All the world may be a stage, but not every surgery is staged. To make sure your surgeon is using the 58 modifier correctly, you should be checking that the second procedure has the proper relationship to the first.
Many coders find the 58 modifier, for staged or related procedures during a global period, intimidating. "It has several components, and sometimes you're not sure if the procedure you are working with fits in exactly," says Dianne Wilkinson, compliance officer and quality manager with MedSouth Healthcare in Dyersburg, TN.
Ask yourself two things: "Did we plan on doing this in stages? Or is this procedure more radical than the prior procedure?" advises Barbara Cobuzzi, president of CRN Healthcare Solutions in Tinton Falls, NJ. The 58 modifier came about because CPT wanted to encourage physicians to do conservative care, leading to more radical care if necessary.
The 58 modifier "was originally proposed for surgeons who did a lumpectomy of the breast followed by a mastectomy," notes Maxine Lewis with Medical Coding & Reimbursement Management in Cincinnati, Ohio.
Tip: Check the operative report for the original surgery to see if the doctor planned it in stages, suggests Lisa Center, physician billing specialist and coder with Mt.
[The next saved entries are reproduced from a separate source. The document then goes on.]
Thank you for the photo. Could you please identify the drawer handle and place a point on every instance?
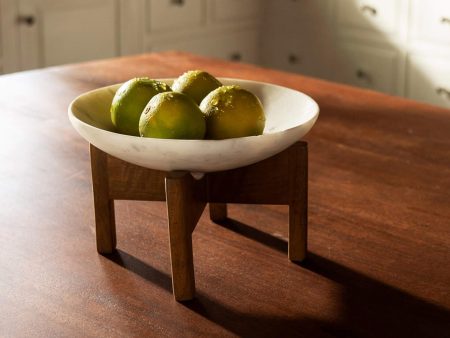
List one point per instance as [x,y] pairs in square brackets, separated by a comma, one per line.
[177,2]
[236,56]
[293,59]
[443,92]
[28,20]
[369,9]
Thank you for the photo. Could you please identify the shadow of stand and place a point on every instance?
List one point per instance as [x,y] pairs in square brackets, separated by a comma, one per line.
[370,308]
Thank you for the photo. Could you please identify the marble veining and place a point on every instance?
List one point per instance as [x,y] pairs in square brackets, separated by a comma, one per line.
[290,114]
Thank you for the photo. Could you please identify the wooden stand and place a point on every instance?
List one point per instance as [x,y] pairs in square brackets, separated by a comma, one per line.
[281,179]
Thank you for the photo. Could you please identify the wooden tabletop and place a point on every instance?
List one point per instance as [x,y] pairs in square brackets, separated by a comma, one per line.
[379,223]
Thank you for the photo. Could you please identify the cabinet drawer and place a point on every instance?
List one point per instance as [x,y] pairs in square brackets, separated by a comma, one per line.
[235,10]
[294,55]
[431,20]
[374,15]
[167,15]
[428,79]
[369,67]
[241,46]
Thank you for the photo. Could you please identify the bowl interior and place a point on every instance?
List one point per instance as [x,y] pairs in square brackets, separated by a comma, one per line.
[284,108]
[289,115]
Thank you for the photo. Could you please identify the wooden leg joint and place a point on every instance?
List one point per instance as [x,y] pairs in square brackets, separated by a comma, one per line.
[280,179]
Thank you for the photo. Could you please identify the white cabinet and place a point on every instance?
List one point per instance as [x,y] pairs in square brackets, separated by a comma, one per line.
[377,16]
[166,15]
[65,31]
[368,66]
[429,79]
[430,21]
[400,47]
[225,29]
[1,45]
[41,33]
[297,36]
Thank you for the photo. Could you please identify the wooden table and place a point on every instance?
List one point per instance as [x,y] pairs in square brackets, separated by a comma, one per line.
[379,223]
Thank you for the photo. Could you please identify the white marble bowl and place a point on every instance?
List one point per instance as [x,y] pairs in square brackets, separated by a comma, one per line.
[289,116]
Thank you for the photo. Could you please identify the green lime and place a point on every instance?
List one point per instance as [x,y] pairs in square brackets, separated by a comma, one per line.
[130,100]
[172,115]
[232,111]
[196,84]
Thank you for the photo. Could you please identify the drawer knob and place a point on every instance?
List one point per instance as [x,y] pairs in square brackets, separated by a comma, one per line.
[177,2]
[443,92]
[363,75]
[293,59]
[28,20]
[369,9]
[236,56]
[445,20]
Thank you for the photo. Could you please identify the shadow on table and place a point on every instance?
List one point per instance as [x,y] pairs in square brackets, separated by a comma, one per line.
[369,308]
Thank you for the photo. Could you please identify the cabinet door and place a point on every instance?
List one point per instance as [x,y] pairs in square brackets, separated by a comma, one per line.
[429,79]
[168,15]
[367,66]
[1,43]
[375,15]
[234,46]
[236,10]
[65,31]
[297,37]
[431,21]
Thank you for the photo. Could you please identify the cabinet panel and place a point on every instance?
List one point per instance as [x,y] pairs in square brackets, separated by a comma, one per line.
[66,31]
[238,46]
[292,55]
[367,66]
[166,15]
[429,79]
[232,10]
[375,15]
[431,20]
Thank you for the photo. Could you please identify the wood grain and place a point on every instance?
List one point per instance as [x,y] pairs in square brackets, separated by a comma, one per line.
[105,224]
[379,192]
[186,198]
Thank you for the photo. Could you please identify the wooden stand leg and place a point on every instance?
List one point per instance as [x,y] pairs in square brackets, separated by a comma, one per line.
[217,211]
[185,204]
[105,225]
[298,207]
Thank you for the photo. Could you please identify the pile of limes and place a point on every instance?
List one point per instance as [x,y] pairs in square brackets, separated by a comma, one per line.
[197,106]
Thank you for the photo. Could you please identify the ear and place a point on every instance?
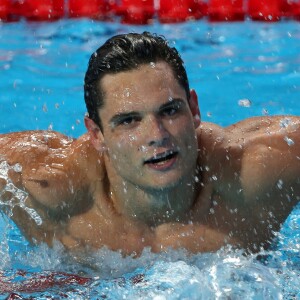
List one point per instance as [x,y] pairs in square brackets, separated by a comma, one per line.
[194,107]
[95,134]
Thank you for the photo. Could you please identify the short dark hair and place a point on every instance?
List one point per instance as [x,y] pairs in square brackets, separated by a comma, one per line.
[126,52]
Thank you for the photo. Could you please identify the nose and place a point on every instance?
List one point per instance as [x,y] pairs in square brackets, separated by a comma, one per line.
[156,132]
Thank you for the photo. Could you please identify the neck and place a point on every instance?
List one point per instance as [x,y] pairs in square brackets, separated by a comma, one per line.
[154,206]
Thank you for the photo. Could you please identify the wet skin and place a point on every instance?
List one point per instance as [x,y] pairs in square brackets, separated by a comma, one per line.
[155,177]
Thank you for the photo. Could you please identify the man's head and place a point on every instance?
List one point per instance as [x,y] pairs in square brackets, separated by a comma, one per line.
[126,52]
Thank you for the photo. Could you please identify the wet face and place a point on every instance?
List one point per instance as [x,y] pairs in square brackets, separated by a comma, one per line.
[148,127]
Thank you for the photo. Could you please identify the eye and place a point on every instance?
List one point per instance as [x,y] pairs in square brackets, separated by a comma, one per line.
[128,120]
[171,110]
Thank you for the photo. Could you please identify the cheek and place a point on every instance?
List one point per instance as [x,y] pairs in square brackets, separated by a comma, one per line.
[122,147]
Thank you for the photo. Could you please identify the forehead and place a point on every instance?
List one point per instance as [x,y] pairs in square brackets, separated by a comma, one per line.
[142,86]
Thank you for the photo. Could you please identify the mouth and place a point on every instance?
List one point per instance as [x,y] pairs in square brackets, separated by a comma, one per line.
[162,160]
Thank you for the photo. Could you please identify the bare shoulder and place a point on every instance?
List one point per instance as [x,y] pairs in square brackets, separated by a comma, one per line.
[55,168]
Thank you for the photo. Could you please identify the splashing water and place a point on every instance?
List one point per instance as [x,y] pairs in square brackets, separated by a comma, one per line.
[19,196]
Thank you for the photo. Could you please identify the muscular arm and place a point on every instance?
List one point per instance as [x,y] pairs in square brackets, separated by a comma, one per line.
[55,173]
[256,171]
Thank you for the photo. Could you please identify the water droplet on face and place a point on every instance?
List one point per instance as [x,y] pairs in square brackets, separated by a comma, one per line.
[244,103]
[143,148]
[289,141]
[127,92]
[152,65]
[132,137]
[17,168]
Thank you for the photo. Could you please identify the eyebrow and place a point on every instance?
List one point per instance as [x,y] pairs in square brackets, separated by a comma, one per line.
[172,102]
[119,116]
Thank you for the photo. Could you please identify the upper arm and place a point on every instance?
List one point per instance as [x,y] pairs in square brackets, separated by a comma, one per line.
[54,169]
[270,171]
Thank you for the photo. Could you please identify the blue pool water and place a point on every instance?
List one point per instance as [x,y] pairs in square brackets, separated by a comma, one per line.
[238,70]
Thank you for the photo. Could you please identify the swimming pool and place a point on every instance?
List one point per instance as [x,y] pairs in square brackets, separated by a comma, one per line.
[238,69]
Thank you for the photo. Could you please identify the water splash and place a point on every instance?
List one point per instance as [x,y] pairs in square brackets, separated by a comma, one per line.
[19,196]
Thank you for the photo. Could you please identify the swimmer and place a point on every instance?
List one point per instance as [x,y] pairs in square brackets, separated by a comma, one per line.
[148,172]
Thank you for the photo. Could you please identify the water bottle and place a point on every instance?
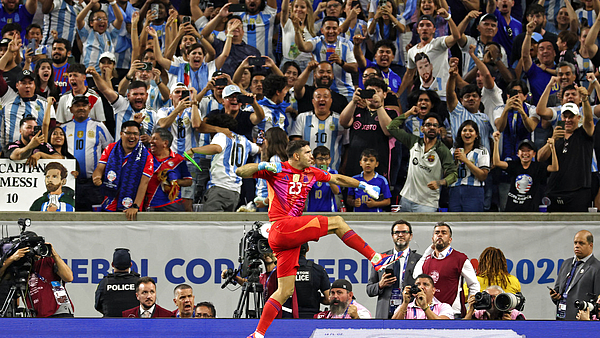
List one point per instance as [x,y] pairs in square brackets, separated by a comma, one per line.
[342,206]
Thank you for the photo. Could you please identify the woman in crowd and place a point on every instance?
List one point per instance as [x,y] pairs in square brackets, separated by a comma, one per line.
[473,161]
[272,150]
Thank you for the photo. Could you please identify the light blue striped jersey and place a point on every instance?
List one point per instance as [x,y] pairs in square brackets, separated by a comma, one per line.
[259,28]
[343,80]
[86,142]
[234,154]
[13,109]
[328,133]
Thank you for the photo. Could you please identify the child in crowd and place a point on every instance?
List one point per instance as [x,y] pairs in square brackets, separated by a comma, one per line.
[322,196]
[361,201]
[527,175]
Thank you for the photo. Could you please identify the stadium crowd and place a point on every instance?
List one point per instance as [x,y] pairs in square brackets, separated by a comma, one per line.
[445,105]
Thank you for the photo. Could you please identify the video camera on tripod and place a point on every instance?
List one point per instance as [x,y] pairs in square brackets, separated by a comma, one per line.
[21,269]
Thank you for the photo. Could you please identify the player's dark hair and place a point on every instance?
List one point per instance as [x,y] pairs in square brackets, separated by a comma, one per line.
[370,153]
[295,146]
[401,221]
[56,166]
[321,150]
[143,280]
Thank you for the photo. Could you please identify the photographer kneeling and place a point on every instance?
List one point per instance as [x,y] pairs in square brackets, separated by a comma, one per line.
[46,279]
[487,307]
[424,305]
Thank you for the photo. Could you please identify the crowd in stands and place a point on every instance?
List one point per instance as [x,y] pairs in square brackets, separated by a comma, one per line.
[446,105]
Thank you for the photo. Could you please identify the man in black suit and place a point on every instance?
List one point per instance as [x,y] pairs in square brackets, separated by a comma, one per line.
[578,277]
[145,291]
[388,286]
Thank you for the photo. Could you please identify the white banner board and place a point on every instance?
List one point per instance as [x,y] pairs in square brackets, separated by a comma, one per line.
[33,188]
[197,252]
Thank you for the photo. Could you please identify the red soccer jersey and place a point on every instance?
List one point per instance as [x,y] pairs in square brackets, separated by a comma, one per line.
[288,190]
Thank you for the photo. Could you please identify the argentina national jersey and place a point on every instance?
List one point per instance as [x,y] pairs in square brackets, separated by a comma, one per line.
[259,28]
[86,142]
[234,154]
[13,109]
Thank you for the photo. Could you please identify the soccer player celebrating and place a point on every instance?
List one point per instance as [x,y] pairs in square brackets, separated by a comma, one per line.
[289,183]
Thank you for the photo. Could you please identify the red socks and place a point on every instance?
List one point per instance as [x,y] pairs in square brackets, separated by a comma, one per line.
[353,240]
[270,311]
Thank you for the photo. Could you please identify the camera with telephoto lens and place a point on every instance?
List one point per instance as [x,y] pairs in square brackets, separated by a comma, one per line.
[414,289]
[253,246]
[26,239]
[591,305]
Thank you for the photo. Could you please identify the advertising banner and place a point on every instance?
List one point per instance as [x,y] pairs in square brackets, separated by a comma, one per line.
[196,252]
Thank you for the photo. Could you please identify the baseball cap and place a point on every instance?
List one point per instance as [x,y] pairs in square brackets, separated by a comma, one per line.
[230,90]
[528,143]
[572,107]
[425,17]
[342,284]
[108,55]
[488,16]
[121,259]
[178,85]
[80,98]
[24,74]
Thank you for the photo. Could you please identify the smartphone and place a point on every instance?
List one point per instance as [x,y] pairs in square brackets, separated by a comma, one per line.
[184,94]
[221,82]
[367,93]
[245,99]
[257,62]
[237,8]
[260,139]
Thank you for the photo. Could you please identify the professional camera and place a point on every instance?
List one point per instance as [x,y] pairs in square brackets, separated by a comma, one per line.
[252,248]
[507,302]
[585,305]
[414,289]
[483,301]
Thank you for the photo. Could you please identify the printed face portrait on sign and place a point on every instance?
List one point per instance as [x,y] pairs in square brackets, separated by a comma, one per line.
[47,186]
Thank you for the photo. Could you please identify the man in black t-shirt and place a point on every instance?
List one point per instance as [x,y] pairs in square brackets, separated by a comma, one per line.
[525,176]
[323,78]
[569,189]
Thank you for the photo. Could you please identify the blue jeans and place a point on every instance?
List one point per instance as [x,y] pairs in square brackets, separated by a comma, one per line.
[465,198]
[407,205]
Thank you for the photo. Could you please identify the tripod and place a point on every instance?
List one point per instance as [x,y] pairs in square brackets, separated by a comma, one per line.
[251,286]
[17,291]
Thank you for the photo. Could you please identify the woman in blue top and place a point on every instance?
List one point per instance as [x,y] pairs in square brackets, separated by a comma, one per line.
[473,162]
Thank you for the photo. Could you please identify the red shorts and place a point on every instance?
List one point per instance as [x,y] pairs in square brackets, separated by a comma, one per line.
[287,235]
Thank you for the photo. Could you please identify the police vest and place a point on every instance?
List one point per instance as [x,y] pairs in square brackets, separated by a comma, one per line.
[119,293]
[307,289]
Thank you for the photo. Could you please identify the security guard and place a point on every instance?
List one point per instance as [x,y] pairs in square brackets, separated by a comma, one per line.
[311,281]
[116,291]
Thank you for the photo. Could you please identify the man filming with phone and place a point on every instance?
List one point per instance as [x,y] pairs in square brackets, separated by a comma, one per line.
[424,305]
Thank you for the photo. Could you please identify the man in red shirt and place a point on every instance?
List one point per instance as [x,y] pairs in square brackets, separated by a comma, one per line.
[289,184]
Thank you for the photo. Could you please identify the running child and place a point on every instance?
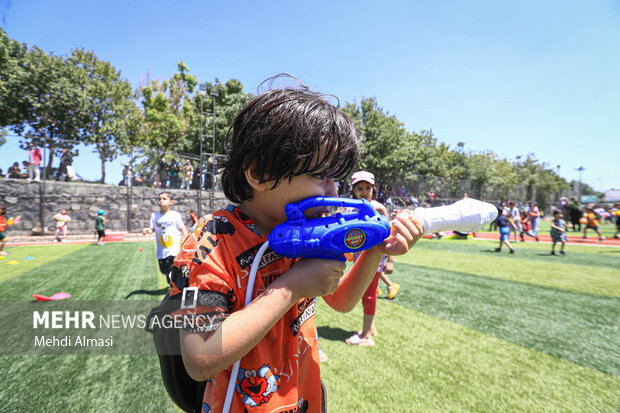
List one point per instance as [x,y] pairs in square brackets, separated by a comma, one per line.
[62,225]
[363,184]
[100,226]
[168,228]
[504,231]
[284,146]
[592,220]
[615,213]
[558,231]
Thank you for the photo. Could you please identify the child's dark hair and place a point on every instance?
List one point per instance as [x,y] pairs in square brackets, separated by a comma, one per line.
[280,134]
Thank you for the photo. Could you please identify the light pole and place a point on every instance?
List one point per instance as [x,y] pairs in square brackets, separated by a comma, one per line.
[202,89]
[580,169]
[214,93]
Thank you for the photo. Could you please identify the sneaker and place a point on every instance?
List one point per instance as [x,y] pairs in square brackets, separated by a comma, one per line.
[393,290]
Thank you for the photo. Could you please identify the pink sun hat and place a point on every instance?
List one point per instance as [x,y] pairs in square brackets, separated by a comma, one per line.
[362,176]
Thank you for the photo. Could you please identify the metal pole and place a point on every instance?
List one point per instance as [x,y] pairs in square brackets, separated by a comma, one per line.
[213,157]
[202,99]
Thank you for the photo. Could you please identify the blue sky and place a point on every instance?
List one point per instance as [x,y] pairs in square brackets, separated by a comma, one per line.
[512,77]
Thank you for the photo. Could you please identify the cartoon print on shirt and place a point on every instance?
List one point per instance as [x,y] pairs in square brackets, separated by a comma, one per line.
[247,221]
[256,387]
[220,225]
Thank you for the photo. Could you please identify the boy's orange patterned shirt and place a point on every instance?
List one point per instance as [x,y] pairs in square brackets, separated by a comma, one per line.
[282,373]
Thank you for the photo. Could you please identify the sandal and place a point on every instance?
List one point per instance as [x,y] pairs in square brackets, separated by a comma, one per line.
[356,340]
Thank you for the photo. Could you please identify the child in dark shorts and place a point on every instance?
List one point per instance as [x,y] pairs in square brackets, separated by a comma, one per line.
[558,231]
[99,226]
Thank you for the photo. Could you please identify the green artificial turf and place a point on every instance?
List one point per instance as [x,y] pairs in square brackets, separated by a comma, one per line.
[423,363]
[470,330]
[523,266]
[115,271]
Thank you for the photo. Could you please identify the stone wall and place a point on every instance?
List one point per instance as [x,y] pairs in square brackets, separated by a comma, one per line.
[127,209]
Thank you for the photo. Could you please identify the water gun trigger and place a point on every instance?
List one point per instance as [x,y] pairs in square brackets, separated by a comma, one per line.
[329,237]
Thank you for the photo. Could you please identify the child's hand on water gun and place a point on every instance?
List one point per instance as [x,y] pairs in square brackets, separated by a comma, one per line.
[405,231]
[314,277]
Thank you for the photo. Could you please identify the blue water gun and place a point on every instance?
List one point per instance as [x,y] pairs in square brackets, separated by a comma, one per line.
[329,237]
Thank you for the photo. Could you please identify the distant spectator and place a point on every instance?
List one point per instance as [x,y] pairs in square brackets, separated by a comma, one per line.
[196,178]
[534,219]
[14,171]
[615,212]
[34,162]
[514,217]
[62,224]
[127,175]
[558,231]
[592,221]
[66,160]
[188,171]
[173,174]
[139,180]
[574,214]
[163,172]
[504,231]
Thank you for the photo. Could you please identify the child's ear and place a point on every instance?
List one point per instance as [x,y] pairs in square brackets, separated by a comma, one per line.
[254,180]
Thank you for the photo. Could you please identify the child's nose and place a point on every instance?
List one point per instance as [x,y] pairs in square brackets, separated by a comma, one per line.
[331,187]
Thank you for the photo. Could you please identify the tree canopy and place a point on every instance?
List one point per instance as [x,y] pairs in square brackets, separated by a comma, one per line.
[62,101]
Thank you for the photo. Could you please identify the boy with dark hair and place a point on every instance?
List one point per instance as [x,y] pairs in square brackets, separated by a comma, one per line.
[166,224]
[284,146]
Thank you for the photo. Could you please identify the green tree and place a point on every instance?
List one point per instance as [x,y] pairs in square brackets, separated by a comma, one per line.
[40,97]
[14,105]
[481,167]
[168,109]
[112,114]
[169,116]
[386,145]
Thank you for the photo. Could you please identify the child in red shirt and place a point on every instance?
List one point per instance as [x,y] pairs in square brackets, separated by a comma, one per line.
[284,146]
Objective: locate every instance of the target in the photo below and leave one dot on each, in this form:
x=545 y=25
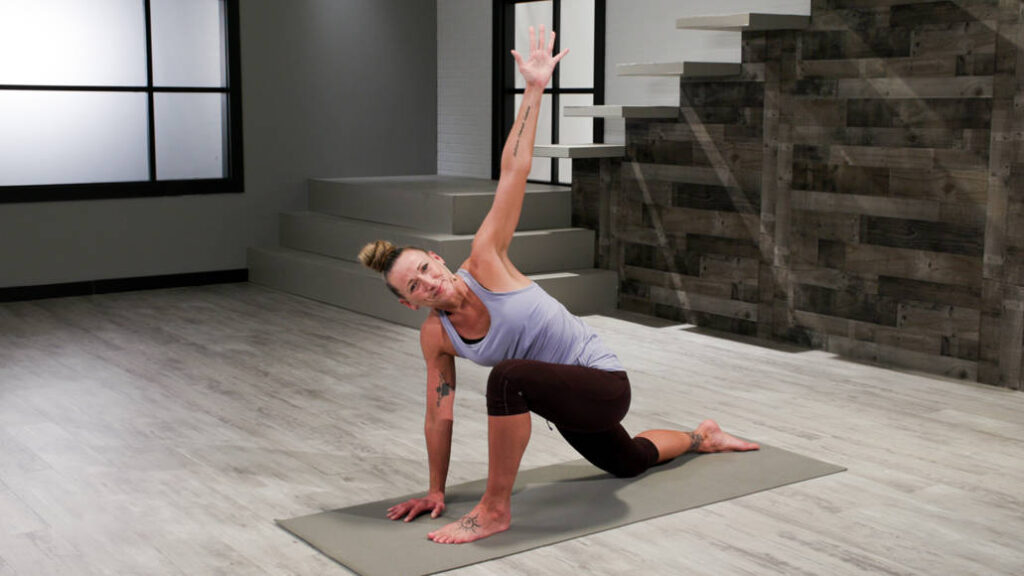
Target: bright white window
x=576 y=81
x=118 y=97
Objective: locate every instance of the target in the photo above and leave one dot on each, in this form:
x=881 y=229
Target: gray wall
x=330 y=88
x=464 y=68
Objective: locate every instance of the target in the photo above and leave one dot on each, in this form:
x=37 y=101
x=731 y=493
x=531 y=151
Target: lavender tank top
x=528 y=324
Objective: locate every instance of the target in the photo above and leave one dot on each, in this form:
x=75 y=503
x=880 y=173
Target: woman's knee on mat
x=505 y=391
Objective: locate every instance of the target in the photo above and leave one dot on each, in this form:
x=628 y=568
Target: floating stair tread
x=580 y=151
x=620 y=111
x=684 y=69
x=443 y=186
x=754 y=22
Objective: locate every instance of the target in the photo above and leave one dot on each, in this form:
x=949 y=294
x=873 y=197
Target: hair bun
x=378 y=255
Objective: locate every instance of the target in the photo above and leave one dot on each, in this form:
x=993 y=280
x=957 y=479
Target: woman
x=546 y=360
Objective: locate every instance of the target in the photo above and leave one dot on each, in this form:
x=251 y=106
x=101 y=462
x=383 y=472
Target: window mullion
x=148 y=85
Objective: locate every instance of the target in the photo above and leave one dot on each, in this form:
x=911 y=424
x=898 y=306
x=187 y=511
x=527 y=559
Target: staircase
x=688 y=70
x=317 y=253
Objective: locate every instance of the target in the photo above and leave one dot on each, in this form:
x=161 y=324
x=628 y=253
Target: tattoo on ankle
x=695 y=441
x=469 y=524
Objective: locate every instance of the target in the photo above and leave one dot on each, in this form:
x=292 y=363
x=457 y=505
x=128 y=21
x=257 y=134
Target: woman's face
x=423 y=279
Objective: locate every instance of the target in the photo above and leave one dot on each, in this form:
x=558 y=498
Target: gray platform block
x=532 y=251
x=432 y=203
x=351 y=286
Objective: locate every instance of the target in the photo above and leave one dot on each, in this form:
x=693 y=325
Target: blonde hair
x=380 y=256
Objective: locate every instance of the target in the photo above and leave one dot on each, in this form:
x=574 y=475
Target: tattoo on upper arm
x=525 y=117
x=443 y=388
x=695 y=441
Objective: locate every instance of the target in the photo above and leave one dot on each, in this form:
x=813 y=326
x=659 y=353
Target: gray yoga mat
x=550 y=504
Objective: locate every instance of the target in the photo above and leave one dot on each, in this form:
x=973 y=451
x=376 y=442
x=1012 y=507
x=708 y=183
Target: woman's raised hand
x=537 y=70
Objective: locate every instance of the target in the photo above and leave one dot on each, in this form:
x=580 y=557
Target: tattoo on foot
x=695 y=441
x=443 y=388
x=469 y=524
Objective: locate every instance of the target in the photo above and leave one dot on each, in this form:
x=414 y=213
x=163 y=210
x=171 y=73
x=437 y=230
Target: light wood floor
x=162 y=433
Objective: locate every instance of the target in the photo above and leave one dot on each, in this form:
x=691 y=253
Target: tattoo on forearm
x=443 y=388
x=469 y=523
x=525 y=117
x=695 y=441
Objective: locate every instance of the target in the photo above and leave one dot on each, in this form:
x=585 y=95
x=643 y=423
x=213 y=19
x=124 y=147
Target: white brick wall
x=464 y=69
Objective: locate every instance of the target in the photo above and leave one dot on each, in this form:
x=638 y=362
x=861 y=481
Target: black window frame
x=232 y=182
x=503 y=83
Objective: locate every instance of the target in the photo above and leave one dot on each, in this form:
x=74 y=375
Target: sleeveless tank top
x=528 y=324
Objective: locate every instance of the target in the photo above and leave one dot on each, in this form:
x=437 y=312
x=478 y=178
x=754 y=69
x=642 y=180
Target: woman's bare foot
x=479 y=523
x=709 y=438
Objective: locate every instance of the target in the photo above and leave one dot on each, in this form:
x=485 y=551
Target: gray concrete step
x=621 y=111
x=532 y=251
x=352 y=286
x=580 y=151
x=432 y=203
x=682 y=69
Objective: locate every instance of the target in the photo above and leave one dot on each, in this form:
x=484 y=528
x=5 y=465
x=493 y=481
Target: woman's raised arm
x=496 y=232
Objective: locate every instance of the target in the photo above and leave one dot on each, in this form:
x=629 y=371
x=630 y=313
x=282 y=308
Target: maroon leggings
x=585 y=404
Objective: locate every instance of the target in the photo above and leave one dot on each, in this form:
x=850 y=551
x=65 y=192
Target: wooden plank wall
x=858 y=189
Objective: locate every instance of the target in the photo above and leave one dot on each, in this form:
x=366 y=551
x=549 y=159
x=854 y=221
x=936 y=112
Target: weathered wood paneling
x=859 y=188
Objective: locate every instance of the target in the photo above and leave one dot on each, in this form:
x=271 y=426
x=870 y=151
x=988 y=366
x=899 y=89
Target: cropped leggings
x=585 y=404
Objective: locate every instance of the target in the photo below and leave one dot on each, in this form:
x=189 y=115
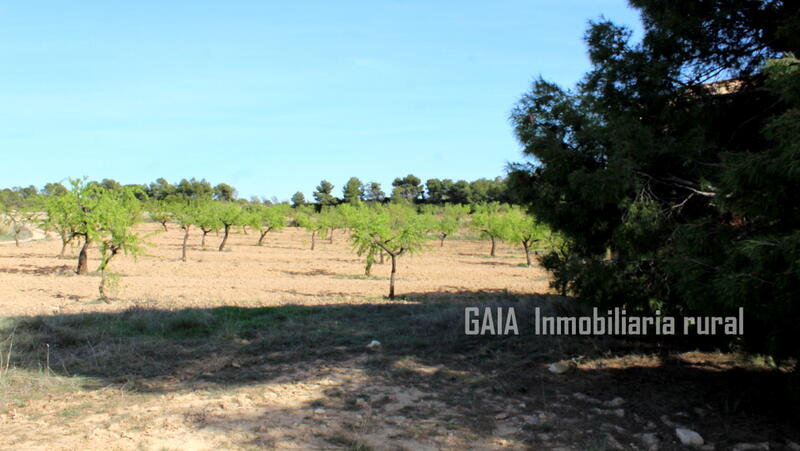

Carmel Regional Medical Center in Pittsburg, KS. Verify with the surgeon that the procedure was staged or related before appending the 58 modifier.
Example: One of Wilkinson's clients recently performed a biopsy of part of the sigmoid colon, and it came up malignant. A couple of days later, the physician went back and removed the whole lesion. "With a biopsy, the doctor had at least a possible expectation that he'd have to go back in and do more extensive surgery," Wilkinson says.
Another example would be a diabetic patient with gangrene, who had a foot removed, and then a few days later had the entire lower leg amputated, Wilkinson adds.
Or a patient might have third degree burns all over his body, and the doctor may know that sequential debridements will be necessary. Even if the doctor doesn't state the need for sequential debridements in the history and physical, you can infer it from the clinical information in the chart almost every time, says Wilkinson.
You should be able to tell if a procedure is "related" from looking at the notes, Wilkinson adds.
Gray area: If a patient has an uneventful surgery and then has an infection of the incision line a few days later, is that "related?" If the physician performs an incision and drainage at bedside, the need for this service is certainly due to the original surgery, notes Wilkinson. But to stay on the safe side, you'd probably be better off using the 79 modifier for this service.
Note: Medicare pays for post-operative complications only if the doctor returns to the operating room, but other payors may pay for post-op complications elsewhere.